Le Président le Polynésie française, Gaston Flosse, largement élu par votre Assemblée,
a constitué dès le 17 mai un nouveau gouvernement pour servir la Polynésie. Dans ce contexte
économique catastrophique, la cohérence de l’action gouvernementale constituait une
nécessité vitale. Cohérence de nos actions pour initier le redressement de nos comptes publics,
cohérence de nos actions pour fonder la relance économique, cohérence de nos actions pour
redonner confiance à notre population.
Cinq actions majeures devaient impérativement être mises en œuvre :
a.
La première, la plus controversée, la plus critiquée, la plus courageuse aussi, fut
la réforme fiscale.
Que n’a-t-on pas entendu dire, ici ou là ?… pompe budgétaire, un matraquage fiscal.
La rhétorique habituelle des lieux communs et du populisme rampant allèrent bon train,
davantage du côté de cette Assemblée d’ailleurs que parmi les leaders syndicaux et patronaux
dont il faut féliciter la responsabilité. Tout cela est derrière nous et c’est dans ce calme
retrouvé que nous pouvons regarder les choses lucidement. De manière factuelle.
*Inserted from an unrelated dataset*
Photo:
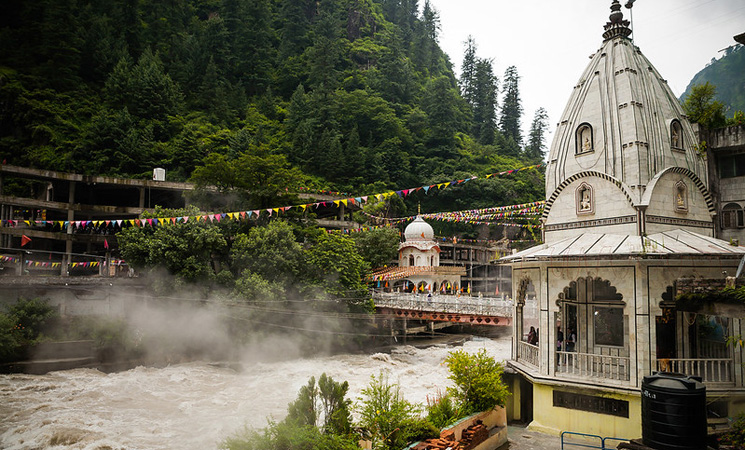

 Les entreprises bénéficient pour la première fois d’une baisse de l’impôt sur les
sociétés de 5 points, soit une baisse de plus de 14% pour celles qui payaient 35% d’IS.
 Les salariés, disposant de moins de 250.000 francs par mois, qui constituent la grande
majorité des salaires, ont été épargnés du relèvement de la CST effectué afin de
protéger notre PSG aujourd’hui à la dérive.
 On nous a accusés de matraquer les consommateurs alors que la TVA sur les produits
de 16% reste inchangée ; alors que la TVA réduite de 5% reste inchangée ; alors que la
TVA sur les prestations de service, dont le niveau est largement inférieur au reste des
autres pays, n’augmente finalement que de trois points…
 On nous a accusés de matraquage fiscal alors que la défiscalisation locale a été
réformée, et réduite dans son niveau d’intervention, en crédits d’impôt et en taux
d’imputation, pour bénéficier à davantage de projets.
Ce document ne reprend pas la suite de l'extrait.